There’s a quote that can be cited by basically any Eritrean in the world attributed to John Foster Dulles, a U.S. representative to the UN General Assembly who would go on to become Eisenhower’s secretary of state:

“From the point of view of justice, the opinions of the Eritrean people must receive consideration. Nevertheless, the strategic interests of the United States in the Red Sea basin and considerations of security and world peace make it necessary that the country has to be linked with our ally, Ethiopia.”1

Essentially, the U.S. was preparing for the Cold War — lining up allies, securing military bases, containing Soviet influence — and wanted Eritrea’s Red Sea ports and communications facilities to go to its existing ally, Ethiopia. Ethiopia is a landlocked country without Eritrea, which was (and is) a large part of its motivation for continued hostilities with its smaller neighbor.

During Ethiopia’s occupation of what is now an independent country, it imposed its own language, banned political parties and unions, and dissolved the Eritrean parliament at gunpoint. Eritreans did not go quietly; what followed was a long and bloody war of resistance.

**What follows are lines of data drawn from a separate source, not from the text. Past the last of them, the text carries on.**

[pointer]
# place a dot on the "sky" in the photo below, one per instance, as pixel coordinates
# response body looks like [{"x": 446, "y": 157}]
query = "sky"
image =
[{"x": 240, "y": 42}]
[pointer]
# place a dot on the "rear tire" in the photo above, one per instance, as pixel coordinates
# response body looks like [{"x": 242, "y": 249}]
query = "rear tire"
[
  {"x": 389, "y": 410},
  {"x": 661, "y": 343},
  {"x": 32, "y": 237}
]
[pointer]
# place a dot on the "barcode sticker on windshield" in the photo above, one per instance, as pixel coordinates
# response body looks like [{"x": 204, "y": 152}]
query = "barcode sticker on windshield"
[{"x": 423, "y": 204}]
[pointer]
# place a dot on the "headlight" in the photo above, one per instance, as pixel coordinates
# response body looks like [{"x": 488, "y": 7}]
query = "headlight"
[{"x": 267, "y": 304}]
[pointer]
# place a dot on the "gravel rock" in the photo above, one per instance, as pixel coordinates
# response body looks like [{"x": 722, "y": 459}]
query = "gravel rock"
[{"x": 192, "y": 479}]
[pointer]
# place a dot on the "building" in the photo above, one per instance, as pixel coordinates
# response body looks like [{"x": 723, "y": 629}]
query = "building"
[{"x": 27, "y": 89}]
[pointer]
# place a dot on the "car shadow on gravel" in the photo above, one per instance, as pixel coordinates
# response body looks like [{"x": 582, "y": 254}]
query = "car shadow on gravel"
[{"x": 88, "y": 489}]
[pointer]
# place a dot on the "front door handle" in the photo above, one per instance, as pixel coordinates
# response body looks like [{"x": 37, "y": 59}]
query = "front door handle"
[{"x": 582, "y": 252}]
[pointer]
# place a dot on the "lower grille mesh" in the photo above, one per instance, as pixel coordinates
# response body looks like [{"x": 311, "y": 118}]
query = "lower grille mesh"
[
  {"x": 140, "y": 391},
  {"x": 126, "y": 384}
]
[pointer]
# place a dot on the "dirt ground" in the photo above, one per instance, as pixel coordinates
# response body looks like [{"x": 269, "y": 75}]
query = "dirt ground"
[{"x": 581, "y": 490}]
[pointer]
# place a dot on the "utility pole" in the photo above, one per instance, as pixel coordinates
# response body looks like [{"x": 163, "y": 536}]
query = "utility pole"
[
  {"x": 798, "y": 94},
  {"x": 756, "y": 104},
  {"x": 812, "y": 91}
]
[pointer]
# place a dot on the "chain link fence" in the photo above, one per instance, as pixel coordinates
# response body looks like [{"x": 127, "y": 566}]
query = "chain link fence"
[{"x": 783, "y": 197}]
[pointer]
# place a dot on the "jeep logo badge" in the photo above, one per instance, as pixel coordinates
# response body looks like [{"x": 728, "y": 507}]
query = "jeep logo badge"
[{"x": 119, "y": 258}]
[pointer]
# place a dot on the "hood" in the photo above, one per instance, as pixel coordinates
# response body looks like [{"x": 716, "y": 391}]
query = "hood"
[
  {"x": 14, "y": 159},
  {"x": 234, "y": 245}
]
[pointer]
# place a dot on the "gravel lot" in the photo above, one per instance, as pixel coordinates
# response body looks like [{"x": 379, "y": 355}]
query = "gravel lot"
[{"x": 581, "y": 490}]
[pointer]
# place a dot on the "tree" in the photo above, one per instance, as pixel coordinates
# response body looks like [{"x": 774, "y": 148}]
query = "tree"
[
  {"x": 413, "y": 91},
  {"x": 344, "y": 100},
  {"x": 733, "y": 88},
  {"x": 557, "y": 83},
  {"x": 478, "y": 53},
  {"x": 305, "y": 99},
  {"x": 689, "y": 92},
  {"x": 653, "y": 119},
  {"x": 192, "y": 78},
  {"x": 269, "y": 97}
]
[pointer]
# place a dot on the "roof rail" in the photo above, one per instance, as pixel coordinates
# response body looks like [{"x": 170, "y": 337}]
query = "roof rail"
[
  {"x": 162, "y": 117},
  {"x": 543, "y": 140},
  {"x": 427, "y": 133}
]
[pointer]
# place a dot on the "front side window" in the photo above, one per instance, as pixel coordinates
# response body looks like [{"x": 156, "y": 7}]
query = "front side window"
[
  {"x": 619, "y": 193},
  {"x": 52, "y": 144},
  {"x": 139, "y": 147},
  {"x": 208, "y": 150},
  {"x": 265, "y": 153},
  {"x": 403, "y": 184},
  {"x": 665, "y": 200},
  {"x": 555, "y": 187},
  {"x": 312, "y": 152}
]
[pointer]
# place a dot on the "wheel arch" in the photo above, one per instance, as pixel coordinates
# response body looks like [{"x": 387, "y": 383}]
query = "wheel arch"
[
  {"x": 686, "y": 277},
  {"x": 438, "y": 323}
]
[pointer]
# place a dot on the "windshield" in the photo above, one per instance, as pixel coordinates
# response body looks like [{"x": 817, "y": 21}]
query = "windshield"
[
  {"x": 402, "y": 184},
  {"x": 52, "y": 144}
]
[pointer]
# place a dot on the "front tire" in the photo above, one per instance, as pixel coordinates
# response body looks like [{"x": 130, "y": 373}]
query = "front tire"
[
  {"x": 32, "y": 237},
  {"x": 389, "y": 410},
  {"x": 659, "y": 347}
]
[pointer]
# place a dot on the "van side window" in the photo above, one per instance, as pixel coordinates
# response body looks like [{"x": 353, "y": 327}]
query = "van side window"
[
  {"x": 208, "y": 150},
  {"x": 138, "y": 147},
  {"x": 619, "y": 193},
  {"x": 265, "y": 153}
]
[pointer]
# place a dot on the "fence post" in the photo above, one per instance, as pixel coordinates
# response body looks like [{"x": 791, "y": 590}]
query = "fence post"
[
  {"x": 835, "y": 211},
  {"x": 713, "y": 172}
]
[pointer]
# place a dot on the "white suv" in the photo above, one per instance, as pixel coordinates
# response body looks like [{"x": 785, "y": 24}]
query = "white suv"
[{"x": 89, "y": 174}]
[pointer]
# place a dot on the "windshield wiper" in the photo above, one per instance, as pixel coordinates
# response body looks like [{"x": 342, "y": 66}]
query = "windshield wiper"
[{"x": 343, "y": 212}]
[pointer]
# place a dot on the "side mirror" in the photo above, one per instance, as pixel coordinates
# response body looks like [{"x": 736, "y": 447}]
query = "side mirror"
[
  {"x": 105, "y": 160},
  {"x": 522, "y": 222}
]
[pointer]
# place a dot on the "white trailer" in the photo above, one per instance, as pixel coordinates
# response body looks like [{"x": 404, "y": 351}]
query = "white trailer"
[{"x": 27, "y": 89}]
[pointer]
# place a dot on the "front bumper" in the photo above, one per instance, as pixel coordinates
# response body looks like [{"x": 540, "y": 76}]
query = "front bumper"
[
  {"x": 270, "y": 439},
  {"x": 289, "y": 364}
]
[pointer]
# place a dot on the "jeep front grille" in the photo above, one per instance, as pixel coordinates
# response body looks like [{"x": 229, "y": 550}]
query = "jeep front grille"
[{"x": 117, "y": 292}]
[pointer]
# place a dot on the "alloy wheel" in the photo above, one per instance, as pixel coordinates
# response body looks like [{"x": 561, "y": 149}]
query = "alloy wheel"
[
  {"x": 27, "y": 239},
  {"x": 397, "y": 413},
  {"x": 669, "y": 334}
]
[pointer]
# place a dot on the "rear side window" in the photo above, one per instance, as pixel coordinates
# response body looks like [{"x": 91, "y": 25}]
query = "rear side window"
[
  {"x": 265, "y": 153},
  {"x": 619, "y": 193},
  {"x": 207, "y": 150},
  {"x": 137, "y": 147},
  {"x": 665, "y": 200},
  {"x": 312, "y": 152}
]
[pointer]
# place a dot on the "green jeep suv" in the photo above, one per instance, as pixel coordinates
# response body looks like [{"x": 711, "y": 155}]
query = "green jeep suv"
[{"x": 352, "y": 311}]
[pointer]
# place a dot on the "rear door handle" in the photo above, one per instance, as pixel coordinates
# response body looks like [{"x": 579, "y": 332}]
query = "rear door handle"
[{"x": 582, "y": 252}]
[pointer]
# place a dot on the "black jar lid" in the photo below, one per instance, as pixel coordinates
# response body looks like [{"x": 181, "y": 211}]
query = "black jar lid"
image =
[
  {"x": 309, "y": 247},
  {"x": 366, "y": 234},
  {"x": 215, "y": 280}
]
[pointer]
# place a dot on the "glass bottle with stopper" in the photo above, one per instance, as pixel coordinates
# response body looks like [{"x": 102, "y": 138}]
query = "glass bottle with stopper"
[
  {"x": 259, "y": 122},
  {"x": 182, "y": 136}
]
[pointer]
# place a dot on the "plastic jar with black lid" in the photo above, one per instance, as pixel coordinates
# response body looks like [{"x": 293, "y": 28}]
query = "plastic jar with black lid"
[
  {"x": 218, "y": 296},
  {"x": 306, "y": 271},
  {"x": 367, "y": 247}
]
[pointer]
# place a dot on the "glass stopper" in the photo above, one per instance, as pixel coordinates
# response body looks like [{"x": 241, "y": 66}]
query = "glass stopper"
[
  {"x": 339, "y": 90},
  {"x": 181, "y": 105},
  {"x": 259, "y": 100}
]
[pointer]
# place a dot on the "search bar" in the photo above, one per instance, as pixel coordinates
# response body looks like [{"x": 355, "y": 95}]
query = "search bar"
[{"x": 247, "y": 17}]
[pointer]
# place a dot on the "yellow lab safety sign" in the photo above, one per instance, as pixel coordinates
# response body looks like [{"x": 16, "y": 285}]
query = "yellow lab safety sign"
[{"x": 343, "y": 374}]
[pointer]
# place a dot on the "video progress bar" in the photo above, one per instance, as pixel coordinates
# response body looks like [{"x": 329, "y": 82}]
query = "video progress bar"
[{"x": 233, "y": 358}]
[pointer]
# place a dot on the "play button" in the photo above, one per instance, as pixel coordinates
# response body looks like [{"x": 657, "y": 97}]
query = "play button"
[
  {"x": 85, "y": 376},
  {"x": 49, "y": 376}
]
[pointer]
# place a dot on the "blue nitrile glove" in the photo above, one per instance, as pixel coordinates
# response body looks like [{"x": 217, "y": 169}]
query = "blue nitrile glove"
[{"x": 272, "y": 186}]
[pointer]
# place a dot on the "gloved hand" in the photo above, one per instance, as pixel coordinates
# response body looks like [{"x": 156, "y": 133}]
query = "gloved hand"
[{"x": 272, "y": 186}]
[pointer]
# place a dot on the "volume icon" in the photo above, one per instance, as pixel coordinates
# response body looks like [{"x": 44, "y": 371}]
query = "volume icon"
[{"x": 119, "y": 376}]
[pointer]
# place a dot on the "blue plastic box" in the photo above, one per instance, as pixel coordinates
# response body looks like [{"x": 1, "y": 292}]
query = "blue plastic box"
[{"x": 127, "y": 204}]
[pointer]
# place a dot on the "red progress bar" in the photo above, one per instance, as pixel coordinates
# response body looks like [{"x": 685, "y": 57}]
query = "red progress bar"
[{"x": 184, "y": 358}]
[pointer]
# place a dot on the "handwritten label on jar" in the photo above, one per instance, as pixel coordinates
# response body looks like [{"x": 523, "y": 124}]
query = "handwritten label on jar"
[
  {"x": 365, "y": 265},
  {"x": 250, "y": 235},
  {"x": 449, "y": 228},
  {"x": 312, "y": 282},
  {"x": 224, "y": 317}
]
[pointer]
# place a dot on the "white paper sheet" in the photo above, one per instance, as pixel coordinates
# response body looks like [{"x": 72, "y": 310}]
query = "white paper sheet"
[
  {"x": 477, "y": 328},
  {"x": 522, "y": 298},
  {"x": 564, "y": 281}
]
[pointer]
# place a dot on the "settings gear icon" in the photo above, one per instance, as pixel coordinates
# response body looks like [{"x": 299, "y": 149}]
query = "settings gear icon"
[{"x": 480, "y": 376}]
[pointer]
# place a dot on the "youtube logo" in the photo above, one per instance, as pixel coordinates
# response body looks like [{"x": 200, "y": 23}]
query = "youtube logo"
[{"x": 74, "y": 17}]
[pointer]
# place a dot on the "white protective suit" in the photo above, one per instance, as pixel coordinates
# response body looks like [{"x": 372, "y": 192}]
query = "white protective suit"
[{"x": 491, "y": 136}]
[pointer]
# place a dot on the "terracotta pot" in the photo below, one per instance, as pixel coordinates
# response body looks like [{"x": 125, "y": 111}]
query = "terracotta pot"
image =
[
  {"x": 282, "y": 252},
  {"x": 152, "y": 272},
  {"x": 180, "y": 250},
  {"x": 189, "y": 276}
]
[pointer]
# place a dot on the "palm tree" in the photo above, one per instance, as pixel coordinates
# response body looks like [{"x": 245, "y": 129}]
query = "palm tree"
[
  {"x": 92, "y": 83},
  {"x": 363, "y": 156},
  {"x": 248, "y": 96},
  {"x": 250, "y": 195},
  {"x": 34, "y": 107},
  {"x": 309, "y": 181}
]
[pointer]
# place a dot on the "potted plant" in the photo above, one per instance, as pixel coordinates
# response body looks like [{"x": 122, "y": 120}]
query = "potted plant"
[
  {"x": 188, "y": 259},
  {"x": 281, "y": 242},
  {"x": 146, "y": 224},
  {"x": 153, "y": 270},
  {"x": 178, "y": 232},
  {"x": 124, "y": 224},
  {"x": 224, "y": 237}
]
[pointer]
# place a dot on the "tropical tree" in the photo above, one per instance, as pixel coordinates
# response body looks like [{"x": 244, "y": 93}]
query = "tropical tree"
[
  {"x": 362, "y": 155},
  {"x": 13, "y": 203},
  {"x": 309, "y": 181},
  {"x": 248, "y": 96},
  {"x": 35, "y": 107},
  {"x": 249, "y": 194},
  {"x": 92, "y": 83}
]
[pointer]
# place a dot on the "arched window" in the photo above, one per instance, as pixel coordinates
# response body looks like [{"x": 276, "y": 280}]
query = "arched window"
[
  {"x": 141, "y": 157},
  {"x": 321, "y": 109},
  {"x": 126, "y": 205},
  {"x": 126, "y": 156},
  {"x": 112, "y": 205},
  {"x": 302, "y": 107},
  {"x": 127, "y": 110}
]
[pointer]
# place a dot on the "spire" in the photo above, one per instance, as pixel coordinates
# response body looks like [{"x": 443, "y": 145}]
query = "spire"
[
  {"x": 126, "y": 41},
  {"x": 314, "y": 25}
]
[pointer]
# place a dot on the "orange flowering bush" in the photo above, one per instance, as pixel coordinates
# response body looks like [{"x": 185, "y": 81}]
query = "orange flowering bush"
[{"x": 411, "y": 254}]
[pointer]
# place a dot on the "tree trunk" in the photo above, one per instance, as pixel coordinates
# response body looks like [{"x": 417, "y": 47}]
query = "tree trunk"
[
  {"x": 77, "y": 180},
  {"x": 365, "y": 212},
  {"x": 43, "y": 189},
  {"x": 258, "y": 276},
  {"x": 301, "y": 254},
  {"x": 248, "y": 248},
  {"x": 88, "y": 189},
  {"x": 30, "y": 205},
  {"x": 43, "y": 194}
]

In a country of about 3 million, between 60,000 and 80,000 were killed, and 50,000 children were orphaned. Those casualties include many of my parents’ direct relatives. Proportionally, if this happened in the U.S., that would mean about 6.8 million deaths, on the low end. Hilariously,2 Ethiopia switched sides in the Cold War anyways and imposed communism on both its own people and Eritrea as well. This was all depressingly predictable at the time.

The U.S. decision to oppose Eritrean independence ended up being net negative for world peace and national security as well as for its stated aims of the right to self-determination and independence.

In failing to remove the USSR we compromised our Founding ideals across the globe and let communism kill 100 million people.

THERE IS NO IRAN:

To understand Iran, understand its many peoples: This diverse, mountainous nation of 92 million has long been held together by force. Can it last, the Prisoners of Geography author asks (Tim Marshall, 3/08/26, Times uk)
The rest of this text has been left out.